Очнулся Яков с каким-то неясным ощущением утраты. И вдруг окатило: потерял Цыганка! Гнедой красавец так и встал перед взором: рослый, поджарый, с точеными бабками.
– Ты чо, мил-друг? – склонился Антип, тревожно глядя. – Больно? Аж слезой тебя прошибло. Скрежетал зубами, будто камни грыз.
– Нет, уже легче. Коня жалко…
– А мне не жалко? Заведем других. Тут самим бы ноги унести! Окромя нас, так полагаю, никого в живых не осталось. Вот где горе! Букаревский взвод, при нем Голубенко был, на колючие заграждения напоролся. Пока обходил их, немцы всполошились. И нас погнали, и Букарева встретили пулеметами. Кто ж знал, что подкрепление подошло?.. Моя очередь идти на пост, а ты, коли смогешь, встань. Возьми мой вещмешок. Пожуй сухариков, братушка…
11
Слухи, доходившие в Ключевской, жалили хуторян змеиными укусами. Поговаривали и о грабежах, и о зверствах карательных отрядов, состоявших из русских и калмыков, которые выискивали и расстреливали активистов. Долго не сходил с языков женщин, потерявших последний покой, случай в одном из сел, где пьяные фрицы изнасиловали женщину-еврейку и двух ее дочерей-подростков, а затем облили их бензином и подожгли, чтобы сфотографировать бегущие живые факелы… А вот то, что оккупанты не только не распускают колхозы, а пуще того, наказывают за расхищение и порчу общественного имущества, многих повергло в недоумение и насторожило. Грешны были, грешны… Втихомолку растащили по дворам лавки и столы из клуба.

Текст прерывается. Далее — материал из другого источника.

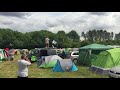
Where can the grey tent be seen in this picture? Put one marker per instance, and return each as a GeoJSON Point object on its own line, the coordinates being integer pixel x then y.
{"type": "Point", "coordinates": [65, 65]}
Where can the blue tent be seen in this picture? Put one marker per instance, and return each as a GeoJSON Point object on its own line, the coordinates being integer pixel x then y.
{"type": "Point", "coordinates": [65, 65]}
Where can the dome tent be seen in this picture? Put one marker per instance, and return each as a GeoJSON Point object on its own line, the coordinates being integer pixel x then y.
{"type": "Point", "coordinates": [90, 52]}
{"type": "Point", "coordinates": [65, 65]}
{"type": "Point", "coordinates": [105, 61]}
{"type": "Point", "coordinates": [48, 61]}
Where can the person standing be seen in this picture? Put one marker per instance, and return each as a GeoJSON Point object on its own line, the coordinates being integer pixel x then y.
{"type": "Point", "coordinates": [47, 42]}
{"type": "Point", "coordinates": [23, 64]}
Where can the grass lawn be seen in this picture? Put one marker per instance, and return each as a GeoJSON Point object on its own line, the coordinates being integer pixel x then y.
{"type": "Point", "coordinates": [8, 69]}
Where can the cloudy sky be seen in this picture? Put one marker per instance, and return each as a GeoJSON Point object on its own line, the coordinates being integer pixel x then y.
{"type": "Point", "coordinates": [55, 21]}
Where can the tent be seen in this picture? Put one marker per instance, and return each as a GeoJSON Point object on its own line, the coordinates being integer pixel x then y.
{"type": "Point", "coordinates": [3, 55]}
{"type": "Point", "coordinates": [48, 61]}
{"type": "Point", "coordinates": [33, 58]}
{"type": "Point", "coordinates": [105, 61]}
{"type": "Point", "coordinates": [89, 52]}
{"type": "Point", "coordinates": [65, 65]}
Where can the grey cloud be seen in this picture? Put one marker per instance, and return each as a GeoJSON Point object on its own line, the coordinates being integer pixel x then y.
{"type": "Point", "coordinates": [15, 14]}
{"type": "Point", "coordinates": [98, 13]}
{"type": "Point", "coordinates": [7, 23]}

Опустошили сельмаг. Заядлые курильщики, в основном, старики, распотрошили подшивки газет и учинили дележ книг в библиотеке. И когда Степан Тихонович по былой бригадирской привычке пытался пристыдить мазуриков, те напоминали:
– Ты бы, Тихонович, лучше батьке укорот дал. Кто, как не он, дедов подбивал? Хоть бы книжку, какую детям оставили.
Безвластие в хуторе длилось почти неделю.
Непросто, совсем непросто притиралась Фаина к беспорядочной, колготной и такой однообразной, по ее мнению, хуторской жизни. Вопреки всем душевным усилиям, Шагановы оставались ей чуждыми. То ли оттого, что были они – горожанка и исконные землеробы – слишком непохожими, то ли по той причине, что понимали случайность и недолговременность сожительства. В любой час Фаина могла покинуть хутор… И – не могла! Расправа румын с молодой Антониной Лущилиной отрезвила и заставила задержаться в гостеприимной семье. Уже на второй день Фаина обговорила с Лидией и ее свекровью условия проживания.
– Ты сама-то как хочешь? – спросила Полина Васильевна. – Квартировать и питаться с нашего стола? Тогда, конечно, за деньги. А ежели как сейчас, навроде гостьи, тогда – другое дело. Будешь пособлять, с нами крутиться… Про оплату и молвить совестно!
– Сидеть сложа руки я не смогу, – подтвердила Фаина.
– Ну, и ладно. Работы по горло… Что не так скажем – не обижайся. Мы люди прямые. За душой не таим. Была дворянкой – становись крестьянкой.
С того и начались Фаинины мытарства! С особым старанием принялась она вместе с Лидией чистить на завтрак картошку. Минуту хуторянка терпеливо молчала, а затем остановила:
– Ты и ножик держать не привыкла. Режешь, а не чистишь. Вот как надо! Пускай нож не рубо, а вскользь. – С лезвия соскользнул на глинобитный пол летницы длинный розовый завиток. – Картошка молодая, шкуринка тонкая. Понятно?
Как учили, сосредоточась, стала Фаина двигать ножом и… порезала палец. На другой день доверили ей прополоть помидорную делянку. Глянула Полина Васильевна – и закачала головой. Вместе с осотом вянули под солнцем стебли, усыпанные бурелыми шариками.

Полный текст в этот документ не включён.